【5時から作家塾】ヨーロッパで常識の「リフォーム系」施設 日本もぜひ有効利用を!! (3/4ページ)

「世界一美しい書店」ブックハンデル・ドミニカーネン(筆者撮影)

「世界一美しい書店」ブックハンデル・ドミニカーネン(筆者撮影)

床の聖人が埋葬されている石碑の上は歩くのがためらわれる(筆者撮影)

床の聖人が埋葬されている石碑の上は歩くのがためらわれる(筆者撮影)

 日本よりも一足早く1989年に郵政民営化がなされたこの国では郵便局の建物もいったん全て「空き家」になったが、筆者宅の近所にある元郵便局の建物は現在街で一番人気の日本料理屋だ。

オランダ政府の紋章(ドア上部)と、「Ume Japans(日本料理 梅)」の店名(窓)が同居する外観(筆者撮影)

オランダ政府の紋章(ドア上部)と、「Ume Japans(日本料理 梅)」の店名(窓)が同居する外観(筆者撮影)

 逆に言えば民家も建築当初からずっと民家だったという建物はむしろ少なく、近所の家を見回すだけでも元教会、元馬車の駅舎、元葉巻工場、元牧舎などバラエティーに富んでいる。

 それぞれ外装や屋内の構造にビックリするほど元の建物の面影を色濃く残しているが、それだけに非常に趣がある。

 「日本らしい宿泊施設」を求める外国人観光客

 話は少し飛ぶようだが、オランダの片田舎に暮らす最近人気急上昇中の国・日本の出身である筆者の元には、最近正直「またか」と思うほど「日本に行くことにしたから、何かアドバイスがほしい」という話が舞い込んでくるようになった。ガイドブックに載っていない「通なネタ」と同時に彼らが判で押したように求めるのが「都市部にある日本らしい宿泊施設」だ。

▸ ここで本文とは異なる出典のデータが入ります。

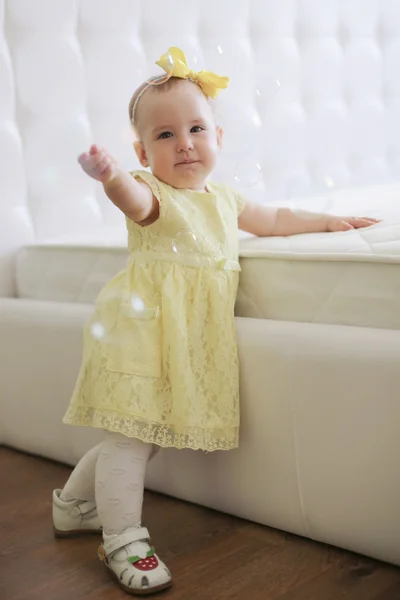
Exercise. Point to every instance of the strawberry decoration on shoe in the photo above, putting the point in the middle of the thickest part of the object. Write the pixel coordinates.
(145, 564)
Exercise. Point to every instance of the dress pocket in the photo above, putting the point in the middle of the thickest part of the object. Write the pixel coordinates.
(134, 347)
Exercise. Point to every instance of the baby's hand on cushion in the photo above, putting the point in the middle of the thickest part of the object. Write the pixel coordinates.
(98, 164)
(347, 223)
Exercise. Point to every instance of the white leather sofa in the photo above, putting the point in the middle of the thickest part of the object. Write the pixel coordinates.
(314, 100)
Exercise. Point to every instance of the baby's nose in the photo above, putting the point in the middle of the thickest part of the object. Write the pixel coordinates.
(185, 143)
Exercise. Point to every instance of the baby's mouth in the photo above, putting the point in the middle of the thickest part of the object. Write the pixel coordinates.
(187, 162)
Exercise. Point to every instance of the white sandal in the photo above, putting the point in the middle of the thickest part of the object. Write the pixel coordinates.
(74, 517)
(134, 563)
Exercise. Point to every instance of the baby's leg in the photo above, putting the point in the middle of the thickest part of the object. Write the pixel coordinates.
(74, 507)
(80, 485)
(120, 474)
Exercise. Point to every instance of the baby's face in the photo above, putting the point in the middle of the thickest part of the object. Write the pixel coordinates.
(179, 137)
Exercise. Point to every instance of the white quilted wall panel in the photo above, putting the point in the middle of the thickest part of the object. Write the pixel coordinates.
(314, 98)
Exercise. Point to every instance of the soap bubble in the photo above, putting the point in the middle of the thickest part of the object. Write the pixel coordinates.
(248, 173)
(97, 331)
(163, 76)
(184, 242)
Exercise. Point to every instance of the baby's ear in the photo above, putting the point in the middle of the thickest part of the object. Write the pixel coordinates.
(220, 135)
(141, 153)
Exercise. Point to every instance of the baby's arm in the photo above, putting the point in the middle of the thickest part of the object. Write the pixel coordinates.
(133, 198)
(264, 221)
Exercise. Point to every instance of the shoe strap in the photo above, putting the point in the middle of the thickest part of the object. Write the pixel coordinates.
(83, 508)
(135, 534)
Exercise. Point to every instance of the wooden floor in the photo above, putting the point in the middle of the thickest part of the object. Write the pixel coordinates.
(212, 556)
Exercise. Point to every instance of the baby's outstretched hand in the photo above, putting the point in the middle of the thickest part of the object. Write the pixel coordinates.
(98, 164)
(347, 223)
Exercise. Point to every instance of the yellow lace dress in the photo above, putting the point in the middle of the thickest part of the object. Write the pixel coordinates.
(160, 356)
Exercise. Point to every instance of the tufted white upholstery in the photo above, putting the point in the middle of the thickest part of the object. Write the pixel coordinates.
(314, 98)
(315, 101)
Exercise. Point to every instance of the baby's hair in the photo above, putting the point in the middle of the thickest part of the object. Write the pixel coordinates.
(150, 83)
(165, 86)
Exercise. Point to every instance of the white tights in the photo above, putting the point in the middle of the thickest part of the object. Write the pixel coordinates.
(113, 474)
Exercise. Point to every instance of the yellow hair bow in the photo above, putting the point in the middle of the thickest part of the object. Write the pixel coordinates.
(210, 83)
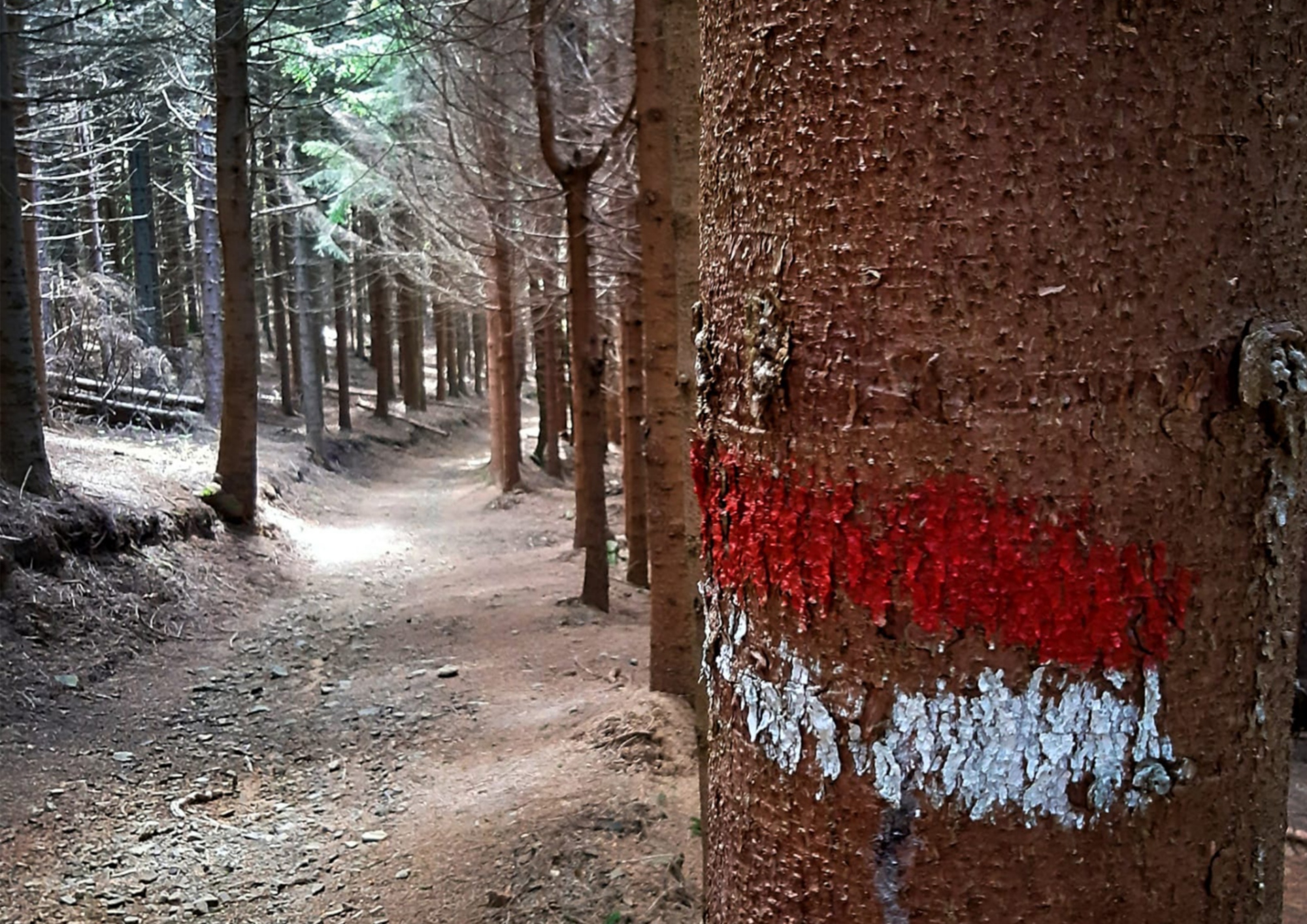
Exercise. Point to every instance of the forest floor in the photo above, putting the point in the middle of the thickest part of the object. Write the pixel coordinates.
(384, 708)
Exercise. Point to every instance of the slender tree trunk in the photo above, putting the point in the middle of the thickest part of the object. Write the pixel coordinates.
(453, 384)
(442, 350)
(171, 224)
(91, 199)
(463, 347)
(505, 402)
(635, 475)
(211, 269)
(408, 321)
(587, 376)
(29, 189)
(1004, 395)
(574, 176)
(23, 441)
(278, 283)
(378, 301)
(479, 350)
(310, 330)
(239, 462)
(144, 250)
(672, 632)
(342, 292)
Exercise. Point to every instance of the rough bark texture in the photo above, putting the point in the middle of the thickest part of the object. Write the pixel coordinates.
(144, 250)
(635, 471)
(239, 461)
(310, 331)
(340, 301)
(211, 272)
(378, 306)
(505, 398)
(1001, 463)
(672, 638)
(444, 350)
(278, 283)
(23, 441)
(574, 176)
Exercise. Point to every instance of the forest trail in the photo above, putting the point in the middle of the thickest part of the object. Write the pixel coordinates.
(399, 718)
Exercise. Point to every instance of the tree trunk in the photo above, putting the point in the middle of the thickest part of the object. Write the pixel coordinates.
(378, 303)
(574, 176)
(29, 189)
(278, 282)
(587, 376)
(672, 632)
(635, 472)
(211, 271)
(310, 331)
(463, 348)
(169, 224)
(408, 321)
(239, 461)
(444, 348)
(505, 398)
(144, 250)
(342, 292)
(23, 441)
(91, 198)
(479, 350)
(1002, 441)
(453, 386)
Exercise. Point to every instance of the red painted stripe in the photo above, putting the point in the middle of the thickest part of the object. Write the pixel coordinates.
(956, 553)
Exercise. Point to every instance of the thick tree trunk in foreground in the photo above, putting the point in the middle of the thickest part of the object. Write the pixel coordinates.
(239, 462)
(1002, 444)
(23, 441)
(211, 270)
(672, 629)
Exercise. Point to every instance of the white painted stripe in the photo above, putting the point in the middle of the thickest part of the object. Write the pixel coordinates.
(995, 751)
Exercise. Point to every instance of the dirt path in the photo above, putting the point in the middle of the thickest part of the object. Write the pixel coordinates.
(419, 730)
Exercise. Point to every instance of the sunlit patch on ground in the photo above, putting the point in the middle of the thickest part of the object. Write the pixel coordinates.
(337, 546)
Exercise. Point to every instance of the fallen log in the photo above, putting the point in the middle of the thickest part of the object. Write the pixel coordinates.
(125, 412)
(138, 395)
(418, 425)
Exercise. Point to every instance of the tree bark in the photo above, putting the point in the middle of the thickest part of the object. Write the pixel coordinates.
(587, 342)
(408, 321)
(23, 441)
(29, 189)
(505, 397)
(211, 272)
(444, 350)
(378, 301)
(453, 385)
(310, 331)
(1003, 406)
(672, 632)
(239, 461)
(635, 472)
(144, 250)
(342, 292)
(479, 350)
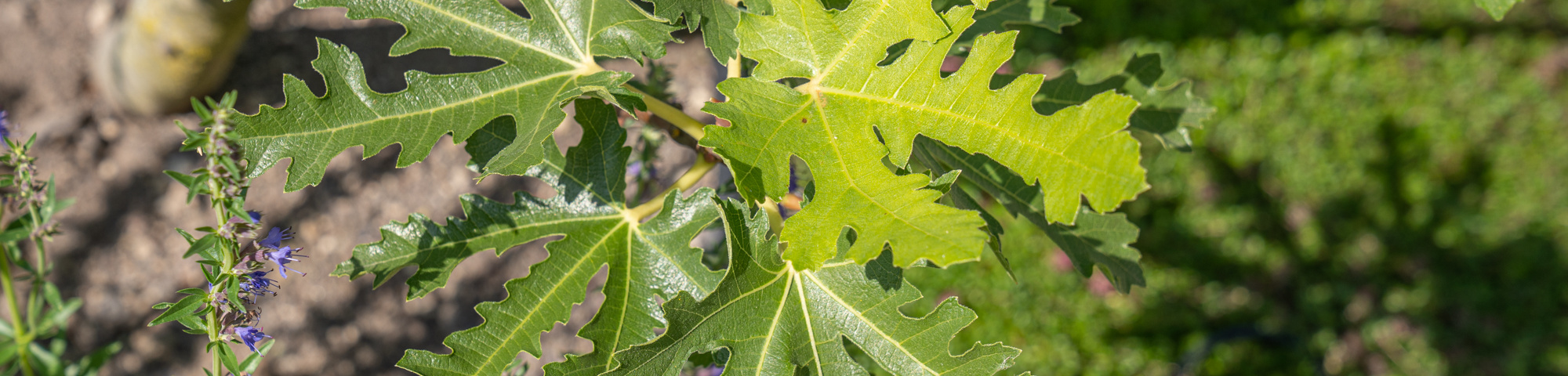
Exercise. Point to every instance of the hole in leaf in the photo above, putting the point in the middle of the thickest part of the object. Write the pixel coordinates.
(862, 358)
(837, 4)
(517, 9)
(884, 272)
(896, 51)
(846, 240)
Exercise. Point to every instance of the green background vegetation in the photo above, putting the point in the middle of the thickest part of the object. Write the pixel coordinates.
(1382, 190)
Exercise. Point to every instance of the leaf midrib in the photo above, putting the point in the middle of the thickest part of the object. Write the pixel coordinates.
(380, 118)
(507, 37)
(1011, 134)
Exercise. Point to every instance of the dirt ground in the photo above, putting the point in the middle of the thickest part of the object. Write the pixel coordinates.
(120, 251)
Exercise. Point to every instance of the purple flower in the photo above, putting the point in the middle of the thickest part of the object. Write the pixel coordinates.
(275, 239)
(258, 283)
(283, 256)
(250, 336)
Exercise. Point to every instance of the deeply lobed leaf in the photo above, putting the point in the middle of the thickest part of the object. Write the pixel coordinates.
(1095, 240)
(854, 114)
(548, 60)
(775, 319)
(647, 261)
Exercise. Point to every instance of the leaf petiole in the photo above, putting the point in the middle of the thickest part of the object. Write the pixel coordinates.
(700, 168)
(670, 114)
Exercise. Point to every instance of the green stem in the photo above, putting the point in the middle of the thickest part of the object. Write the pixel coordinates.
(23, 338)
(672, 115)
(700, 168)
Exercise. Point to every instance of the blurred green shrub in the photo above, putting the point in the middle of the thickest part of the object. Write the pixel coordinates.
(1368, 200)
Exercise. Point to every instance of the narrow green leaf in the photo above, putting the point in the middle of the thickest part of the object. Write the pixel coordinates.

 観光地ならば日本らしい「旅館」がある。何なら都内にだって通な外国人観光客に人気の旅館はいくつかある。しかし絶対的に数が少なく、東京や大阪といった大都市ステイしかしない彼らの多くは結局「普通の洋式のホテル」に落ち着く(それでも結果的には、徹底したホスピタリティーや清潔さといったある種の「日本らしさ」は体験できるだろうが、渡航前に期待する日本らしさとはちょっと違うだろう)。